A long-held breath gurgled out of Ren like a death rattle, and a nearby servant snickered.

This is it, Ren, he thought. That boy, that good boy, was a sacrifice to your greatness. Tears formed in his eyes. You didn't die in vain. I promise you I'll make it count.

28

Gishna's beloved family chattered around her, but her mind was elsewhere, stuck on the recent audience and that sad man who'd come asking for a child.

Children overflowed for her to pick like flowers, plucked at her pleasure. Yet she would not part with a single one. Not while slots remained unfilled on the dozens of trees lining the scriptorium. Hadn't he ruined her plan, anyway?
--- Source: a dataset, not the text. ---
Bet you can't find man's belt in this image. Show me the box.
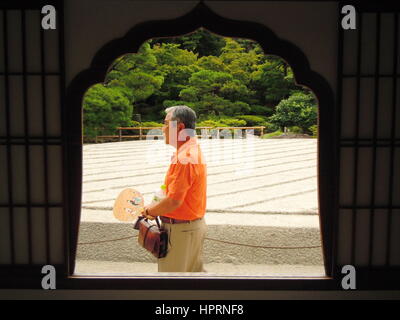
[160,216,203,224]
He was a smudge on a canvas now, this Taul Lor'Nevtar—now Toshtolin, a revered house, practically a founder, harkening back to the third accord. But so much time had passed between that time and the present, an eternity. Those people had no resemblance to the current Toshtolin.

She winced. Or Hosmyr, for that matter. She shivered, recalling the deeds of the first Hosmyr matrons.

And yet, the couple should not have failed if they had only waited. No one waited these days. She hadn’t and had brought herself and her house to the edge of doom. Their bloodline had been born amidst the ancient orchards, the rich soil made so by their sorcery, and now they failed to throw a single shoot into the sunlight.